Quali navi pulite in Mar Grande?


In attesa di un diniego definitivo o della solita imposizione di stato sulla questione Tempa Rossa e le sue 100 petroliere "pulite" all'anno, condividiamo e pubblichiamo questa riflessione postata da Alex Orange su Facebook, riguardo agli effetti delle navi portacarbone. 
La musica è sempre la stessa. 


La distanza dai campi mitili al secondo sporgente ILVA (navi porta carbone minerale) è inferiore a due miglia nautiche; poco più è la distanza tra gli stessi e il quarto sporgente (minerale di ferro), ancora poco più è quella dal pontile ENI (greggio, raffinati, ecc.).
Tutta la zona industriale di Taranto, tristemente famosa per il pesante, ove non criminale insediamento industriale, dista fino ad un massimo di tre miglia dal nuovo posizionamento dei campi mitili che sono stati spostati dal Primo seno di Mar Piccolo.
L'inquinamento prodotto dallo spolveramento (dovuto a benne, gru e nastri trasportatori non a norma) e/o la dispersione di minerale in acqua, anche in una giornata di poco vento e pochissima corrente marina provenienti da Nord-Ovest, impiega molto meno di un ora per raggiungere le cozze.
Sappiate che una sola cozza, dico una, filtra anche più di cento litri di acqua al giorno.
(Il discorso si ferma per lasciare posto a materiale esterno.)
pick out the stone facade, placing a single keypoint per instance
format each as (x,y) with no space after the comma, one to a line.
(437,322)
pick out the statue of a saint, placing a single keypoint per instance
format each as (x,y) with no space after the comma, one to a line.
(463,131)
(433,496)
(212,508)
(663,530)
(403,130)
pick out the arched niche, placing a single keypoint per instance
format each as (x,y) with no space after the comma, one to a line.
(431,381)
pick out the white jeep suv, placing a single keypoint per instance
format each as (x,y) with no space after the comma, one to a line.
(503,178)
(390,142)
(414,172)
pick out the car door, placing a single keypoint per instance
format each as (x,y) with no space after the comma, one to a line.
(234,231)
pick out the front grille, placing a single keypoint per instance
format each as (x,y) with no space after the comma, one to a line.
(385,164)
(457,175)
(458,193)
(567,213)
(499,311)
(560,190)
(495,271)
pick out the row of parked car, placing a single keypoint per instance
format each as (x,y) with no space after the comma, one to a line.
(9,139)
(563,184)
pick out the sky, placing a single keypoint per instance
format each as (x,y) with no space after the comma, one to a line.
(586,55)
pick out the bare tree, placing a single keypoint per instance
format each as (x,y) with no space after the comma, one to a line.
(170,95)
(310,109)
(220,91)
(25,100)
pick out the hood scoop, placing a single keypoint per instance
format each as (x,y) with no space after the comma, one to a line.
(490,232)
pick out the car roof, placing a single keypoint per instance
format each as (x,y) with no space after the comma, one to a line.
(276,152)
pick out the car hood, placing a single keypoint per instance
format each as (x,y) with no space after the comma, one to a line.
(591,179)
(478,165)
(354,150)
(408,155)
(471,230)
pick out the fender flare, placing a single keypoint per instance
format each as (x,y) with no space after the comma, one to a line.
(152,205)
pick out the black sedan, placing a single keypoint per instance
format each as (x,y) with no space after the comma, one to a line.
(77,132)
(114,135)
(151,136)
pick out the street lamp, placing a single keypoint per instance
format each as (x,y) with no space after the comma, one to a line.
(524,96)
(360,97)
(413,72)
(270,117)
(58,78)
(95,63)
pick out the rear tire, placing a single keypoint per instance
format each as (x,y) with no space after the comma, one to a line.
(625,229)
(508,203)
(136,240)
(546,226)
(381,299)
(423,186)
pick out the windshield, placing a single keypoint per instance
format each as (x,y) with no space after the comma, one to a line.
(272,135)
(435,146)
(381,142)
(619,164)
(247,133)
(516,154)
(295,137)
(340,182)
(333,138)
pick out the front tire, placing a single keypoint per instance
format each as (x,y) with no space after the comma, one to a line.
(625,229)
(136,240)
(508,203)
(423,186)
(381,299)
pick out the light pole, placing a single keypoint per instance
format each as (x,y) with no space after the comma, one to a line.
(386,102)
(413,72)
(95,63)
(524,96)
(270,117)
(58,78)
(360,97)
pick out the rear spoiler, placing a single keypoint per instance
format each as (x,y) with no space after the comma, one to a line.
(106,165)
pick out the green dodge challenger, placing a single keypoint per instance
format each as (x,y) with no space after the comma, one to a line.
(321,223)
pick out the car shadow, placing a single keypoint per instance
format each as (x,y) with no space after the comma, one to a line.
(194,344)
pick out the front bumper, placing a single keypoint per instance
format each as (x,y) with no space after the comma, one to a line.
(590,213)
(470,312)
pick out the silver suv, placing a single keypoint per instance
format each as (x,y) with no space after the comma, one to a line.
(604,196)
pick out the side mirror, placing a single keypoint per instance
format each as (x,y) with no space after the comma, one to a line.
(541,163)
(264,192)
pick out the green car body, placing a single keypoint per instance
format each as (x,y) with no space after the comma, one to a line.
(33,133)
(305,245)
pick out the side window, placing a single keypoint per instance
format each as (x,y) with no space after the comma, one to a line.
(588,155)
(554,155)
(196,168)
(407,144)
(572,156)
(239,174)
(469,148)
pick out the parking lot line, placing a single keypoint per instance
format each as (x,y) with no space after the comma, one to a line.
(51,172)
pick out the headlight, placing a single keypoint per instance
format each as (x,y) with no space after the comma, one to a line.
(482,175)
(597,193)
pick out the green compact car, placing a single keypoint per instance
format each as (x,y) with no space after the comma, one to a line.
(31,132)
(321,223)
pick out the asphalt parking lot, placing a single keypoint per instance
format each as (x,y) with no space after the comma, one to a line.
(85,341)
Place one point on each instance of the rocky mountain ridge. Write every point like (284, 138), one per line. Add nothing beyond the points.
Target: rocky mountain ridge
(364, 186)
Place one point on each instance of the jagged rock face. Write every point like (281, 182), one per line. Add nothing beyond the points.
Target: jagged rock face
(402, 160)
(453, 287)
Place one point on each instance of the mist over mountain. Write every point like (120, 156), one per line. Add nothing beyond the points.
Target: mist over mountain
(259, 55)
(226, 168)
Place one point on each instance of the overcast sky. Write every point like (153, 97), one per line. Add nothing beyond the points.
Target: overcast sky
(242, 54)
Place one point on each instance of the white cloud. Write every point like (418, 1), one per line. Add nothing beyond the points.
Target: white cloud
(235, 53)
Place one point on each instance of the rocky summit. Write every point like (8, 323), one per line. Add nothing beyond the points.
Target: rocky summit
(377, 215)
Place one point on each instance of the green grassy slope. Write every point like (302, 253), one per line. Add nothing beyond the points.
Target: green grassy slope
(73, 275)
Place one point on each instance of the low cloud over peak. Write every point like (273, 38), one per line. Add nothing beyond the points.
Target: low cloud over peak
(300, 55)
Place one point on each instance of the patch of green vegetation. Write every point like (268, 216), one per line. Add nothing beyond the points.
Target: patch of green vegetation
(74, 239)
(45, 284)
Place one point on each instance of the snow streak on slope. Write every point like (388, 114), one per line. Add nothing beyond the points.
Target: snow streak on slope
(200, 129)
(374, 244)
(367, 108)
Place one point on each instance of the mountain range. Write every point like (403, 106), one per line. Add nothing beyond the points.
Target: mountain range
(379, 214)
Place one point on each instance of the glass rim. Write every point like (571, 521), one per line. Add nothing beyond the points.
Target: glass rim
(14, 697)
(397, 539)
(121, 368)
Non credo debba aggiungere altro.
Le domande che mi pongo io sono le stesse che si pongono tutti.

venerdì 7 novembre 2014

Aiuti di stato ai "poveri" privati

Peacelink: Investigazione europea sugli aiuti all'ILVA

La Commissione Europea ha cominciato a investigare sulle somme che, attraverso decreti e provvedimenti vari, sono state concesse all’Ilva dal Governo italiano.
PeaceLink ha informato la Commissione Europea delle criticità che a suo avviso potevano costituire gli «aiuti di Stato» varati sotto forma di prestiti-ponte, somme previste nei decreti legislativi varati negli ultimi anni, per la garanzia del futuro di Taranto e delle bonifiche.
Pochi giorni fa PeaceLink ha informato la Commissione, in particolare la Direzione Generale Concorrenza, del fatto che le somme liberate dal Tribunale di Milano - che ha applicato norme scritte dal Governo Italiano - sarebbero dovute rimanere ben protette a garanzia soprattutto del futuro di Taranto, per quando davvero le bonifiche fossero state progettate e avviate.
Invece, il Governo Italiano ha trascurato il fatto che l’Ilva è un’azienda ancora privata e che, secondo il principio europeo della concorrenza leale, non si possano utilizzare fondi statali per le attività correnti di alcuna impresa.
Si potrebbe configurare un aiuto di Stato nel momento in cui queste somme fossero confiscate e, a procedimento penale concluso, lo Stato non riuscisse più a recuperarle in quanto il Tribunale di Milano ha sostituito la garanzia monetaria in titoli derivanti dall’aumento del capitale di Ilva equivalente al 1,2 miliardo di euro trasferito. Titoli che potrebbero perdere in futuro il loro valore iniziale. A quel punto, lo Stato si troverebbe con un pugno di mosche in mano e la somma a garanzia delle bonifiche dei terreni da condurre e dei risarcimenti ai cittadini andrebbe irrimediabilmente persa. PeaceLink continuerà ad operare a livello europeo perché i diritti dei cittadini vengano tutelati.
L'operato del Governo italiano va fermato in nome del rispetto delle direttive europee. (Peacelink)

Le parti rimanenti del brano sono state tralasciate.